To find the maximum kinetic energy of the ejected electrons when the surface is illuminated by violet light, you can use the equation:
maximumKE = photon energy - work function
where the photon energy is given by:
photon energy = (Planck's constant * speed of light) / wavelength
(a)
Given:
Work function = 2.0 eV = 2.0 x 1.6 x 10^-19 J (since 1 eV = 1.6 x 10^-19 J)
Wavelength = 4.13 x 10^3 Angstrom = 4.13 x 10^-7 m
Planck's constant (h) = 6.63 x 10^-34 J s
First, let's calculate the photon energy:
photon energy = (6.63 x 10^-34 J s * 3 x 10^8 m/s) / (4.13 x 10^-7 m)
photon energy ≈ 1.229 x 10^-19 J
Now, we can calculate the maximum kinetic energy:
maximumKE = 1.229 x 10^-19 J - 2.0 x 1.6 x 10^-19 J
maximumKE ≈ -2.971 x 10^-19 J
Note: The resulting value for the maximum kinetic energy is negative, which indicates that the electrons are not ejected.
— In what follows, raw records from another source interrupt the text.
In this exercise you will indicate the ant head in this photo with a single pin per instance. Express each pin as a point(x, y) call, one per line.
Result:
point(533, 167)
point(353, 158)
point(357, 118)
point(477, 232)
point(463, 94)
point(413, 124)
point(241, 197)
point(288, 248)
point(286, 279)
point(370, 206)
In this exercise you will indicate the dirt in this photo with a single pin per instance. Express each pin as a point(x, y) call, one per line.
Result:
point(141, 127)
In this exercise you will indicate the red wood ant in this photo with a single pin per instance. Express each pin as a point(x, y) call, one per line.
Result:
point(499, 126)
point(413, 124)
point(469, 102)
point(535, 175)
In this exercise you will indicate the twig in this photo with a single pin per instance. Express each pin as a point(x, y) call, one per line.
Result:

This implies that the violet light with the given wavelength does not have enough energy to overcome the work function and eject electrons.
(b)
To calculate the threshold wavelength (the largest wavelength) for the photoelectric effect to occur with this metal, we can calculate the threshold energy:
threshold energy = work function = 2.0 x 1.6 x 10^-19 J
Now, we can use the equation: wavelength * frequency = speed of light
First, calculate the threshold frequency:
threshold frequency = threshold energy / Planck's constant
threshold frequency = (2.0 x 1.6 x 10^-19 J) / (6.63 x 10^-34 J s)
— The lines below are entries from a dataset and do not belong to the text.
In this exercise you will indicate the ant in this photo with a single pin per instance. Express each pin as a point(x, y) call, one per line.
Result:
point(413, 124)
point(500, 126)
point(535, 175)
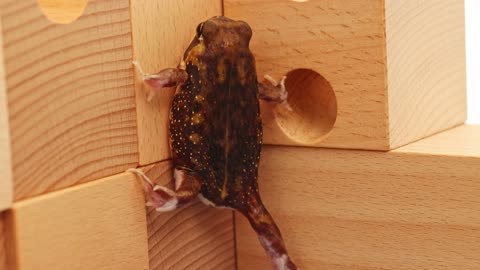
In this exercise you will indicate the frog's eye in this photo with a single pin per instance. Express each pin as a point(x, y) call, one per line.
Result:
point(199, 30)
threshold frequency ≈ 4.82 x 10^14 Hz
Next, calculate the speed of light:
speed of light = wavelength * frequency
speed of light = threshold wavelength * threshold frequency
To find the threshold wavelength, rearrange the equation:
threshold wavelength = speed of light / threshold frequency
threshold wavelength ≈ (3 x 10^8 m/s) / (4.82 x 10^14 Hz)
Calculating the threshold wavelength:
threshold wavelength ≈ 6.22 x 10^-7 m
Therefore, the threshold wavelength (largest wavelength) for the photoelectric effect to occur with this metal is approximately 6.22 x 10^-7 m (or 622 nm).